Earth Day is about making the well-being of the Earth our business. For some people, that means something to pay attention to, like being more diligent about recycling or planting a tree.
For others it means business, and for two entrepreneurial women who make Earth their business, Earth Day is when most people get a taste of what they do all year long.
Take Amanda David from New York, owner of Rooting herbs, manager of a community medicine garden, and recent recipient of the $ 10,000 cash award accompanying the Made for More Small Business Award. For David, helping people reconnect with the Earth is a full-time job, particularly through growing herbs and medicinal products.
“The healing that comes from caring for plants in community is as old as mankind, so I don’t consider it a trend, however, I love seeing more and more people recovering it,” says David.
“This recovery is particularly powerful for inner-city people … and others who have systematically lost access to the land and thus the healing it offers.”
Urban community gardens, such as Food Forest at Browns Mill in Atlanta, they are rapidly growing in popularity across the country. Between 2012 and 2018, the number of community gardens in the U.S. increased 44%, for a total of 29,000 in 100 major cities.
Often this takes the form of garden plots in city parks, but it even started in the ruins of old properties. David manages one of these community gardens on Native American lands south of Ithaca, New York, and offers herbalism classes for people looking to connect with that tradition, as well as an apothecary where he sells herbal remedies.
“Community gardens are places of healing,” she says. “Connecting with the earth and being outdoors is healing, growing food and medicine is healing, having access to fresh local produce is healing, creating connections with other gardeners is healing, enjoying the beauty of a garden is healing.”
Her herbalism classes, to which she plans to dedicate her scholarship money, are a source of joy and learning for both her and the attendees.
“We facilitate many classes locally that attract people who explore various aspects of herbalism, from growing and harvesting to medicine making and community care,” she says.
“Our school of herbalism, the School of Popular Medicine and our mentoring program, We Care for Us, attract people interested in forming deep relationships with plants to take care of themselves and their community.”
Another of America’s community gardens is cared for by another Made for More Small Business Award winner, sponsored by Ball Home Canning Supplies. In the Over-the-Rhine (OTC) neighborhood of Cincinnati, America’s oldest community garden, started in 1980, is flourishing thanks to the leadership of Christina Matthews.
Founder of The Flower Lady LLC. his path to entrepreneurship began through his work with the OTC People’s Garden.
“Starting in 2014, I became the volunteer garden coordinator for the historic Over-the-Rhine Village Garden because I saw a great need for fresh fruits and vegetables around. [the neighborhood]”Says Christina.
“So in the fall of 2013, a very good friend of mine, who also lives in the neighborhood, and I decided to do something about the food shortage and together we successfully applied for a $ 10,000 grant from Cultivate Appalachia to help maintain the garden. “
From the earth to the flowers
Matthews’ plan was never to go into the flower shop business, but rather as a consequence of his work at the People’s Garden. For her, it was following her dreams and she took everything she learned in the garden seriously.

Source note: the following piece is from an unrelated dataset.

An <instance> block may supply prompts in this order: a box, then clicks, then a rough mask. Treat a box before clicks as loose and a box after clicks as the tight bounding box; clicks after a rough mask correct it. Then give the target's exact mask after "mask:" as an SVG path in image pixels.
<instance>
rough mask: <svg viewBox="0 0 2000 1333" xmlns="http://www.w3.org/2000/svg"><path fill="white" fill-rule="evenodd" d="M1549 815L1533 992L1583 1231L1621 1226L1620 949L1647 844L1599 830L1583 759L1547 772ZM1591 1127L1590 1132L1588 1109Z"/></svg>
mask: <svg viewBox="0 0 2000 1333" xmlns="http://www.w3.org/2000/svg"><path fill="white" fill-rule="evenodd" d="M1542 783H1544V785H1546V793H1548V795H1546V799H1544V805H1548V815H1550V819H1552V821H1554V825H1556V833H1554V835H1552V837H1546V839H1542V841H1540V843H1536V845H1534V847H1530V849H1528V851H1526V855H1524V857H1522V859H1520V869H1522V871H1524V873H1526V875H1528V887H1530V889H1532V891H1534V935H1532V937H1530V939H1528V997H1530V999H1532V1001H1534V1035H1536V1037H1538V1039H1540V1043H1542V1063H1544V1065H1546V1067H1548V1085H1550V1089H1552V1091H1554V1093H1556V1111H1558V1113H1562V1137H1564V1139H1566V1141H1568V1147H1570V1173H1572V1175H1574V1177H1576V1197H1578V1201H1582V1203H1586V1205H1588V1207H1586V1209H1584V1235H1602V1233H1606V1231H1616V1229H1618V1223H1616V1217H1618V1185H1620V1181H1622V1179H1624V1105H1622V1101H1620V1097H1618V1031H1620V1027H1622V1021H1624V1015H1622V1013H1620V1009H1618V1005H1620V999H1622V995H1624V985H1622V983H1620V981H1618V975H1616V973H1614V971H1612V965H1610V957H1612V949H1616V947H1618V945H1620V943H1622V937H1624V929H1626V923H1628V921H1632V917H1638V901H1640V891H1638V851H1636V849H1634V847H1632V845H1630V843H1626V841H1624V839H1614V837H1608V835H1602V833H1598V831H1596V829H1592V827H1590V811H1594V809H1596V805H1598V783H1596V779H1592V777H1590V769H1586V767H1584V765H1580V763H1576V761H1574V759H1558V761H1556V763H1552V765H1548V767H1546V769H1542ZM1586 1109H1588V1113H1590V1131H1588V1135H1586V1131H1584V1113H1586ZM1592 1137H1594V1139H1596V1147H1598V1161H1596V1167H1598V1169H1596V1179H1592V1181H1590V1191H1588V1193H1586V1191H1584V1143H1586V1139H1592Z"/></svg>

Now she sells custom flower arrangements, floral installations, garlands and more for any type of event, and supervises the decoration of fresh flowers in physical stores. She also offers gardening training for those looking to bring flowers into their world.
“I am very fortunate to be able to put all my time and energy into what I love: growing a business along with volunteering my time at Over-the-Rhine People’s Garden,” says Matthews.
“This fall I got involved with the City of Cincinnati Urban Agriculture program, and I just purchased a 1/3 acre lot to grow more flowers for the city I love so much,” he adds, responding to what he will do with his grant.
“This money will definitely help me with all the supplies I need to grow things like: soil, seeds, plants, pest deterrents, T-posts, organic fertilizers, labels and nets. I also plan to continue my free “Grow Your Business” gardening workshops with youth groups in the community garden. “
It’s not the most common way to celebrate Earth Day – celebrating the entrepreneurs who turn the Earth into a business – but these enjoyable stories of dream catching and gardening can make anyone happy digging a little in the dirt.